Arrivo puntuale alle otto al diving: c’è tanta gente e subito inizio a preparare la mia attrezzatura, ferma da qualche giorno, mentre saluto tutti gli amici. In particolare Antonio “Wall-e”, a cui stamattina ho prestato lo scafandro per il telefonino, visto che il suo dà problemi. Ci prepariamo insieme e raggiungiamo la banchina, dove Roberta ci aspetta sul Marangone.
Il cielo è sereno, il mare calmo e persino l’acqua del porto di Marina Grande sembra limpida. Mi sposto a prua per il consueto autoscatto, ma non riesco a farlo come vorrei; durante la navigazione ne improvviso uno con lo scoglio del Vervece sullo sfondo.
Finalmente ormeggiamo alla boa e mi tuffo in acqua con Antonio. L’acqua è limpida come speravamo: sorvoliamo il pianoro roccioso e in lontananza Antonio mi indica due aquile di mare. Sono troppo distanti per fotografarle, ma poco dopo ne avvisto una terza.
Proseguiamo sopra la foresta di gorgonie rosse, purtroppo ricoperte da mucillagine, e raggiungiamo il grande scoglio con le gorgonie gialle, attorniate da nuvole di castagnole rosa.

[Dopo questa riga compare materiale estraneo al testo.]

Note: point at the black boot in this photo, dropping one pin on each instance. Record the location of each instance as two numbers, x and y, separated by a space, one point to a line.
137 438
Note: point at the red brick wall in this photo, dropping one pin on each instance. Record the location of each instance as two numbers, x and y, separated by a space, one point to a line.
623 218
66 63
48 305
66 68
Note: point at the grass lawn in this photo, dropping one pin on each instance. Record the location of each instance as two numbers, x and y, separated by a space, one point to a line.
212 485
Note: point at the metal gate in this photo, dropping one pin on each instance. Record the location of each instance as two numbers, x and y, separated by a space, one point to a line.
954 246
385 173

Antonio, con la sua Nautismart Pro illuminata da due lampade, segue perfettamente le mie indicazioni e si posiziona al meglio per lo scatto.

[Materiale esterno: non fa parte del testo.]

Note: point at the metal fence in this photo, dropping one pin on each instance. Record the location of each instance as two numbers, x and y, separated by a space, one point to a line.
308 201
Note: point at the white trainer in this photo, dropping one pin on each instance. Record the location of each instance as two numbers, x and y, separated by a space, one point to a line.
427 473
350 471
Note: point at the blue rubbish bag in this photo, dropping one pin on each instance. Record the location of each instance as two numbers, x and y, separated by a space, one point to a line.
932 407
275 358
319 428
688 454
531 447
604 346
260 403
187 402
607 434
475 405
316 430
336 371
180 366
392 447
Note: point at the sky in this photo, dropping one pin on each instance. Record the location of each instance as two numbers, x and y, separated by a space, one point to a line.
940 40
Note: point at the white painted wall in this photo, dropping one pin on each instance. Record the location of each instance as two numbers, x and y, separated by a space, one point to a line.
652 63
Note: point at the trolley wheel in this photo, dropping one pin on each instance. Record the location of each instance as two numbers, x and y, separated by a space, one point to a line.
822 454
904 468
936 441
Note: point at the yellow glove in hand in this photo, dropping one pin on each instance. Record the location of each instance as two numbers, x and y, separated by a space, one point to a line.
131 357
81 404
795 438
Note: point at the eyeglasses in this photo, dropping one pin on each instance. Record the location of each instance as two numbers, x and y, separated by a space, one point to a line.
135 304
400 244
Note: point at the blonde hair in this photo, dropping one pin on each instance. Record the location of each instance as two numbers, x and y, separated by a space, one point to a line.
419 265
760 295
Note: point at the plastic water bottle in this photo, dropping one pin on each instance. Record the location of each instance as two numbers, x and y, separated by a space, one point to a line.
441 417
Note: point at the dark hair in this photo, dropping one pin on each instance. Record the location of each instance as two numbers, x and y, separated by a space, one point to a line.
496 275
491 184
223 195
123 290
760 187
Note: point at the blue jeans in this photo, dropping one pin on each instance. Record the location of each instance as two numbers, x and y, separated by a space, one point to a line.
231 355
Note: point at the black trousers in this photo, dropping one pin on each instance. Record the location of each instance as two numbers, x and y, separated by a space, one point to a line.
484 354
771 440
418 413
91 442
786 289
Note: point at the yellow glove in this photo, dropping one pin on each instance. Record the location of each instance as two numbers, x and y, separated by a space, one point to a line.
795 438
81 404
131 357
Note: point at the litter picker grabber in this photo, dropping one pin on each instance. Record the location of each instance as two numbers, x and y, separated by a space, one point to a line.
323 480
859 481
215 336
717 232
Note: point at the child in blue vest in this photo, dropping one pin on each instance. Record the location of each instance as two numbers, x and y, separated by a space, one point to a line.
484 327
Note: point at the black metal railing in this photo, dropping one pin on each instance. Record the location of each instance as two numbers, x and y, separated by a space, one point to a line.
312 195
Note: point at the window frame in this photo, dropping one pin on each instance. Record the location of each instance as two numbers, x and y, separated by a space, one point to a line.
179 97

Giriamo intorno allo scoglio: vediamo alcuni barracuda e poi il masso con le margherite di mare, dove di solito staziona una corvina. E infatti è lì: riusciamo a fotografarla prima che si allontani, mentre Antonio continua a posizionarsi con precisione da modello subacqueo.
Più avanti, in lontananza, notiamo decine di cernie e qualche dentice. Raggiungiamo poi il pianoro a 12 metri con la statua della Madonna: scattiamo qualche foto approfittando della visibilità eccezionale, e provo anche una ripresa panoramica dello scoglio intero.

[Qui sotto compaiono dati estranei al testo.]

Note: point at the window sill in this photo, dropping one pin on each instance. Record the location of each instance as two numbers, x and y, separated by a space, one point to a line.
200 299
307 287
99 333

Infine arriviamo nella zona più bassa, dove si trova il buco fiorito. La situazione resta compromessa, ma qualche segnale di ripresa si intravede: piccole chiazze di margherite di mare resistono e spero che, con qualche anno di tregua dalle alte temperature, possano riprendersi. Purtroppo molte altre pareti sono ormai nude: anche sul retro dello scoglio non ne trovo più traccia, restano solo poche colonie sul masso delle corvine.
Torniamo sul pianoro e incrociamo Fabio e Andrea con i loro clienti: provo a radunarli per uno scatto di gruppo, ma arrivo in ritardo e la comitiva si disperde. Mi resta il rammarico di non aver pensato a una foto con il primo piano della Madonna.
Risalgo e torniamo a bordo. Cambio subito bombola e batteria del faretto, ma non è possibile fare altrettanto per tutti gli altri: non ci sono bombole sufficienti a bordo. Dobbiamo quindi rientrare in porto, sia per caricare nuove bombole sia per prendere i clienti in arrivo per la successiva immersione al Banco di Santa Croce.
Questa immersione è stata davvero spettacolare, grazie a una visibilità eccezionale. Ora spero che anche dall’altro lato del golfo l’acqua sia altrettanto limpida, per riuscire a realizzare finalmente alcuni scatti panoramici.